On the other hand, if you buy a house from a company, you won’t pay registration, mortgage and cadastral taxes and again, you’ll need to pay stamp duty, mortgage and cadastral taxes.
The difference in the second case is that VAT must be paid to the seller, but the buyer accrues a tax credit to spend equal to this VAT for house-buying costs.
In effect, it means if the purchase of the property is subject to VAT, it will be reduced to zero with the first home bonus.
- Italy’s building bonus: Can you really claim back the cost of renovating property?
- The real cost of buying a house in Italy as a foreigner
- What will happen to Italy’s property market in 2021?
Further to that, eligible candidates will also be exempt from the VAT on stamp duty, which comes in at around 2% of the cadastral value of the house. That’s if you live in Italy full time – it’s 9% if you don’t.
Claiming tax credits
The tax credit can be used to deduct directly from these house-buying costs, or alternatively, it can be used as tax relief to deduct from the taxes on your personal income (IRPEF).
Notary fees, which are generally fixed for each part of the sale, will be halved. The notary checks that the property is legally registered and their fees can vary from town to town.
If buying a house through an agent, a notary does all the required checks and may be able to take care of the preliminary agreement as part of their service.
How about loans?
Included in the first home bonus is state help with the deposit, after a government decision to extend the First Home Loan Guarantee Fund.
It exists already and covers up to 50% of the total value of the property, but is set to be extended to 80% of the total value, of up to €250,000, without a deposit – and the banks get a state guarantee.
Watch out for the conditions
To access the bonus, it must be your first home and you’ll need to keep in mind that not all properties can benefit from the government help, including stately homes, villas, castles and places of historical or artistic value.

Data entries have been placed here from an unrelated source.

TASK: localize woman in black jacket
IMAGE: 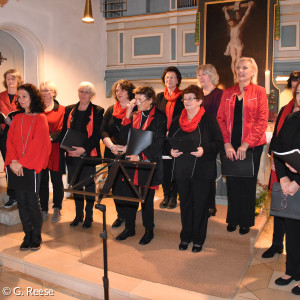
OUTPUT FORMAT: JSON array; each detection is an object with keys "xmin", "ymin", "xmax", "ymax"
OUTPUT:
[
  {"xmin": 62, "ymin": 82, "xmax": 104, "ymax": 229},
  {"xmin": 116, "ymin": 86, "xmax": 167, "ymax": 245},
  {"xmin": 157, "ymin": 66, "xmax": 184, "ymax": 209},
  {"xmin": 101, "ymin": 79, "xmax": 135, "ymax": 228},
  {"xmin": 169, "ymin": 85, "xmax": 223, "ymax": 253},
  {"xmin": 274, "ymin": 81, "xmax": 300, "ymax": 295}
]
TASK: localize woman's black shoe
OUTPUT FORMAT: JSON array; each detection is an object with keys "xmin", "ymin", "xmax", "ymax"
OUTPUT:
[
  {"xmin": 139, "ymin": 230, "xmax": 154, "ymax": 245},
  {"xmin": 261, "ymin": 245, "xmax": 283, "ymax": 258},
  {"xmin": 116, "ymin": 228, "xmax": 135, "ymax": 241},
  {"xmin": 192, "ymin": 244, "xmax": 202, "ymax": 253},
  {"xmin": 208, "ymin": 208, "xmax": 217, "ymax": 218},
  {"xmin": 275, "ymin": 276, "xmax": 294, "ymax": 286},
  {"xmin": 227, "ymin": 224, "xmax": 236, "ymax": 232},
  {"xmin": 291, "ymin": 285, "xmax": 300, "ymax": 296},
  {"xmin": 240, "ymin": 227, "xmax": 250, "ymax": 235},
  {"xmin": 168, "ymin": 196, "xmax": 177, "ymax": 209},
  {"xmin": 159, "ymin": 196, "xmax": 169, "ymax": 208},
  {"xmin": 111, "ymin": 218, "xmax": 124, "ymax": 228},
  {"xmin": 70, "ymin": 217, "xmax": 83, "ymax": 227},
  {"xmin": 82, "ymin": 219, "xmax": 93, "ymax": 229},
  {"xmin": 178, "ymin": 242, "xmax": 189, "ymax": 250}
]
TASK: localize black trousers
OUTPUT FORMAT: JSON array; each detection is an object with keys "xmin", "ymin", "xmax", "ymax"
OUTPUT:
[
  {"xmin": 0, "ymin": 132, "xmax": 16, "ymax": 199},
  {"xmin": 67, "ymin": 157, "xmax": 96, "ymax": 220},
  {"xmin": 15, "ymin": 172, "xmax": 42, "ymax": 241},
  {"xmin": 284, "ymin": 219, "xmax": 300, "ymax": 281},
  {"xmin": 176, "ymin": 178, "xmax": 210, "ymax": 245},
  {"xmin": 272, "ymin": 217, "xmax": 285, "ymax": 248},
  {"xmin": 226, "ymin": 145, "xmax": 263, "ymax": 227},
  {"xmin": 40, "ymin": 169, "xmax": 64, "ymax": 211},
  {"xmin": 162, "ymin": 159, "xmax": 177, "ymax": 198}
]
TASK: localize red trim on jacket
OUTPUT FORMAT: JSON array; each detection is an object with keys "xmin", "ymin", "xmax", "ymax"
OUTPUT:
[
  {"xmin": 217, "ymin": 83, "xmax": 269, "ymax": 147},
  {"xmin": 5, "ymin": 113, "xmax": 51, "ymax": 173},
  {"xmin": 44, "ymin": 105, "xmax": 65, "ymax": 172}
]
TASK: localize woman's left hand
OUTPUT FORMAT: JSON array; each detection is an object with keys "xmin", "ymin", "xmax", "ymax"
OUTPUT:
[
  {"xmin": 286, "ymin": 180, "xmax": 300, "ymax": 196},
  {"xmin": 126, "ymin": 155, "xmax": 140, "ymax": 161},
  {"xmin": 236, "ymin": 142, "xmax": 249, "ymax": 160},
  {"xmin": 9, "ymin": 160, "xmax": 24, "ymax": 176},
  {"xmin": 68, "ymin": 146, "xmax": 85, "ymax": 157},
  {"xmin": 191, "ymin": 147, "xmax": 204, "ymax": 157}
]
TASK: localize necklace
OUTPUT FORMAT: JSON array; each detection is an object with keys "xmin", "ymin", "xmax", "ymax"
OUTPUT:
[{"xmin": 21, "ymin": 114, "xmax": 36, "ymax": 156}]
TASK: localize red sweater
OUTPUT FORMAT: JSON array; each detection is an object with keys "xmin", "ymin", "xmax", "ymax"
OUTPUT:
[
  {"xmin": 5, "ymin": 113, "xmax": 51, "ymax": 173},
  {"xmin": 217, "ymin": 83, "xmax": 269, "ymax": 147},
  {"xmin": 0, "ymin": 90, "xmax": 18, "ymax": 129},
  {"xmin": 44, "ymin": 102, "xmax": 65, "ymax": 172}
]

The decree text appears to state that you’ll also need to not reach the age of 36 in the year in which the deed is drawn up. So that means if you’re buying a house this year, you’ll need to be no older than 35 for the whole year. In other words, if you sign the deed for a house this year, you’ll need to turn 36 from next year onwards.

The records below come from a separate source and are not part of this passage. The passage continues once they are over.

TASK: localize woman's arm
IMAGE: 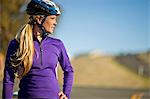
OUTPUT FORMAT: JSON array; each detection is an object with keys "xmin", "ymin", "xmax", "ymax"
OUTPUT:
[
  {"xmin": 59, "ymin": 42, "xmax": 74, "ymax": 99},
  {"xmin": 2, "ymin": 40, "xmax": 17, "ymax": 99}
]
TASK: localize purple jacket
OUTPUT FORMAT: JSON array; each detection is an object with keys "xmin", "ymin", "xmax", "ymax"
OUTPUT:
[{"xmin": 3, "ymin": 36, "xmax": 74, "ymax": 99}]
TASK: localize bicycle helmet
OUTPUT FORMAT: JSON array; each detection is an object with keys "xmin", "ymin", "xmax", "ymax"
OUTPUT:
[{"xmin": 26, "ymin": 0, "xmax": 61, "ymax": 15}]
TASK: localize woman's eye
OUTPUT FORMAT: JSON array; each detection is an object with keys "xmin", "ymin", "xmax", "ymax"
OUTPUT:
[{"xmin": 51, "ymin": 17, "xmax": 55, "ymax": 19}]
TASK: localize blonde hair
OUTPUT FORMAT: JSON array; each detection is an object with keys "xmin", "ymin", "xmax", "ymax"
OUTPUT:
[{"xmin": 11, "ymin": 24, "xmax": 34, "ymax": 78}]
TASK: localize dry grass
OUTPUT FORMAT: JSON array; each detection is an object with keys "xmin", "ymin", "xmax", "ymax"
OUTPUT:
[{"xmin": 58, "ymin": 55, "xmax": 150, "ymax": 88}]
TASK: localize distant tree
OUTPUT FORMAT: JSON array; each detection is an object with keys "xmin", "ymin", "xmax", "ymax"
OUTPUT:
[{"xmin": 0, "ymin": 0, "xmax": 27, "ymax": 54}]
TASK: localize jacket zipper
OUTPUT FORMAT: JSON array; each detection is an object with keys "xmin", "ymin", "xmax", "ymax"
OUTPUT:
[{"xmin": 40, "ymin": 43, "xmax": 43, "ymax": 65}]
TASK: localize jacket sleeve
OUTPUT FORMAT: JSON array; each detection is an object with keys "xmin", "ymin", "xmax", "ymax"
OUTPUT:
[
  {"xmin": 2, "ymin": 40, "xmax": 16, "ymax": 99},
  {"xmin": 59, "ymin": 42, "xmax": 74, "ymax": 99}
]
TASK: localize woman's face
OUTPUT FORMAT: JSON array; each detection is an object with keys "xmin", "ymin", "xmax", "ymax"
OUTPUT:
[{"xmin": 43, "ymin": 15, "xmax": 57, "ymax": 33}]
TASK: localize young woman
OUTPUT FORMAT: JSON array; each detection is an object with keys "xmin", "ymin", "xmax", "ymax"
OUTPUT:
[{"xmin": 3, "ymin": 0, "xmax": 74, "ymax": 99}]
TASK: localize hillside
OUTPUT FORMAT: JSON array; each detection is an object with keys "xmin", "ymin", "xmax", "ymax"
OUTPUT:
[{"xmin": 58, "ymin": 51, "xmax": 150, "ymax": 88}]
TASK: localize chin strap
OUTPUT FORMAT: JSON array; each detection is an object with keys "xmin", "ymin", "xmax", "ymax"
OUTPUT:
[{"xmin": 29, "ymin": 16, "xmax": 50, "ymax": 39}]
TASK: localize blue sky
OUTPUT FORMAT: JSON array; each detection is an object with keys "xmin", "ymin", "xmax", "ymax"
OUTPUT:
[{"xmin": 52, "ymin": 0, "xmax": 150, "ymax": 55}]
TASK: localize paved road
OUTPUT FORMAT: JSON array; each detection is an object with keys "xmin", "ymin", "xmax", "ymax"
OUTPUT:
[{"xmin": 0, "ymin": 83, "xmax": 150, "ymax": 99}]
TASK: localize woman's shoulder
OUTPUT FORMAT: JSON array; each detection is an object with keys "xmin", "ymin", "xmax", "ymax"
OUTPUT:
[
  {"xmin": 9, "ymin": 38, "xmax": 19, "ymax": 46},
  {"xmin": 48, "ymin": 36, "xmax": 63, "ymax": 45}
]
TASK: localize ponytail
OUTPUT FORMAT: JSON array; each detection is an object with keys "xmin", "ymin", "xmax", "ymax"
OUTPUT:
[{"xmin": 11, "ymin": 24, "xmax": 34, "ymax": 78}]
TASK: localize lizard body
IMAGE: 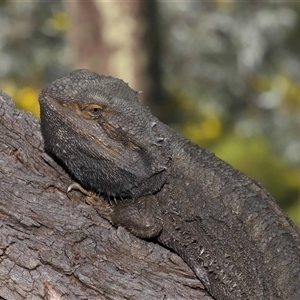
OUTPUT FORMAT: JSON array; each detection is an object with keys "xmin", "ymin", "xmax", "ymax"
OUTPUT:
[{"xmin": 39, "ymin": 70, "xmax": 300, "ymax": 300}]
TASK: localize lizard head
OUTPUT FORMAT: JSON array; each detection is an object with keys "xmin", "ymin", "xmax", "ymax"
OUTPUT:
[{"xmin": 39, "ymin": 70, "xmax": 171, "ymax": 197}]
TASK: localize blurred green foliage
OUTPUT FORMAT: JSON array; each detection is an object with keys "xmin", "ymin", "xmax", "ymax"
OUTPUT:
[{"xmin": 0, "ymin": 1, "xmax": 300, "ymax": 227}]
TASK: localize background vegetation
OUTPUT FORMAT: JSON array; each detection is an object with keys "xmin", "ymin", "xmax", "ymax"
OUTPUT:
[{"xmin": 0, "ymin": 0, "xmax": 300, "ymax": 226}]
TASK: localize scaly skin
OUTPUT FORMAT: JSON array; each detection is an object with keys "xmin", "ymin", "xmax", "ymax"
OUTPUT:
[{"xmin": 39, "ymin": 70, "xmax": 300, "ymax": 300}]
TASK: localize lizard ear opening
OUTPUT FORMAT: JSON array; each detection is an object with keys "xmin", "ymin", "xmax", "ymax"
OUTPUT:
[{"xmin": 83, "ymin": 103, "xmax": 103, "ymax": 119}]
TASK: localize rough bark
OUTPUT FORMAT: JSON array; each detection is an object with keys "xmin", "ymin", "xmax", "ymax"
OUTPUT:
[{"xmin": 0, "ymin": 91, "xmax": 212, "ymax": 300}]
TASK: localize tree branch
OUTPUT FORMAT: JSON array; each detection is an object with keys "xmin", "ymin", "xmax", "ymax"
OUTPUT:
[{"xmin": 0, "ymin": 91, "xmax": 212, "ymax": 300}]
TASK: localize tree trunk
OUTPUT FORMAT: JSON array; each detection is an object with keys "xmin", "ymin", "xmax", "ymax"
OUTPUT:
[{"xmin": 0, "ymin": 91, "xmax": 213, "ymax": 300}]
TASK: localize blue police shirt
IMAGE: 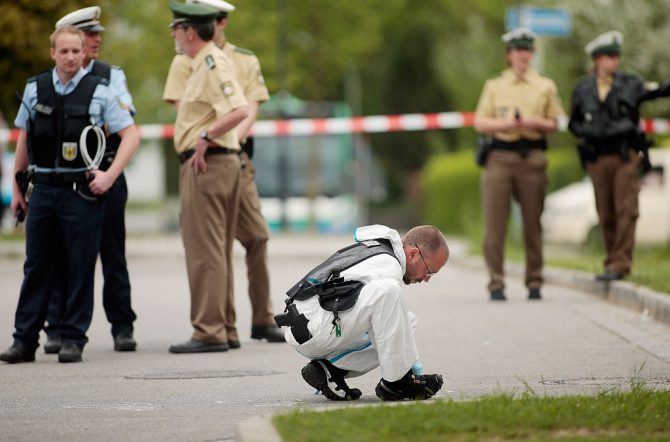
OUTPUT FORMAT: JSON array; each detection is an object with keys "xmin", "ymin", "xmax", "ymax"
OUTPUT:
[
  {"xmin": 84, "ymin": 60, "xmax": 137, "ymax": 115},
  {"xmin": 14, "ymin": 68, "xmax": 134, "ymax": 134}
]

The home must also be located in the municipality in which you work, study or currently live.
And once the benefits have been used, you can’t sell the property for five years – unless you buy another house.
You also can’t access the bonus if you’ve already used it for a first home anywhere in Italy.
As some aspects of the process for claiming the bonus remain unclear, anyone hoping to benefit from the scheme is advised to contact a mortgage expert for further information.